La première poésie de Schuon — celle de Sulamith notamment —, spirituellement tributaire du Cantique des Cantiques, faisait également écho au Romantisme allemand et au Sturm und Drang; elle était aussi peut-être plus centrée sur l’aspect “perception” que sur l’aspect “transmission”, en ce sens du moins qu’elle révélait davantage une “ivresse” des archétypes qu’un souci d’enseignement. La poésie des dernières années de la vie de Schuon, son testament sapientiel et poétique ici présenté, plus didactique et nettement plus sobre, est en un sens plus aisément et universellement accessible.
S’il en est ainsi, c’est sans aucun doute parce qu’elle est est moins “subjective” et plus centrée sur le pôle “mode d’assimilation” — en vertu d’un souci d’enseignement — que sur le pôle “mode de perception.” Elle constitue aussi un type d’enseignement synthétique complémentaire de celui qui se trouve dispensé dans les livres en prose.

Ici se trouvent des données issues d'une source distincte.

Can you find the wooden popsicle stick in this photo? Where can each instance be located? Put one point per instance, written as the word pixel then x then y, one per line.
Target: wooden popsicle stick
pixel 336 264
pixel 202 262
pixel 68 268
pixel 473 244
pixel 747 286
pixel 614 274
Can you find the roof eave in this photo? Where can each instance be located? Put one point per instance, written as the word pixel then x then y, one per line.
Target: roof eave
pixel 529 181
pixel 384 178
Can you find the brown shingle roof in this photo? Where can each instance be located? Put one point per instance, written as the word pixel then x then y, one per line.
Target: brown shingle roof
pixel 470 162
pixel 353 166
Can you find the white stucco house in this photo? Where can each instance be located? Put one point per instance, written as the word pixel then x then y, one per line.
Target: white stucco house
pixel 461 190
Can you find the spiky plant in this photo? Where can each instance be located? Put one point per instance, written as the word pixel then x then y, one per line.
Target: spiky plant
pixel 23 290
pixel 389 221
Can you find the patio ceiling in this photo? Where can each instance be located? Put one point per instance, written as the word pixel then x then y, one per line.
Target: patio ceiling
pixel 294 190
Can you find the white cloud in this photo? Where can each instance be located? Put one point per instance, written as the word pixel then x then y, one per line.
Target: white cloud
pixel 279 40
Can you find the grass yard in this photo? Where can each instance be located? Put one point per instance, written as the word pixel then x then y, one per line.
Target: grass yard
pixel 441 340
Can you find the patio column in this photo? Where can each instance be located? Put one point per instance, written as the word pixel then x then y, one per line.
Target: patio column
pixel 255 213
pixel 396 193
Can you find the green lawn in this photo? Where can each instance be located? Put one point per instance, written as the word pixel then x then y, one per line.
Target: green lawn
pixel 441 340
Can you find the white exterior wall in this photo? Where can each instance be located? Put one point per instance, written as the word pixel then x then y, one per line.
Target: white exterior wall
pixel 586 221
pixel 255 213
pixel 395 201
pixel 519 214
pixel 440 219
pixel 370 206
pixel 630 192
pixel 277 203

Le fréquent recours à la seconde personne — que l’on retrouve d’ailleurs chez Angelus Silesius et dans une moindre mesure chez Lalla Yogeshwari — rend témoignage de l’aspect didactique de cette poésie, en même temps que son parfum de testament et de présence personnelle, d’intimité spirituelle si l’on veut. Plus profondément encore, il révèle une perspective intellective selon laquelle l’âme est en quelque sorte “objectivée” en tant qu’interlocutrice de l’Intellect ou de l’Esprit.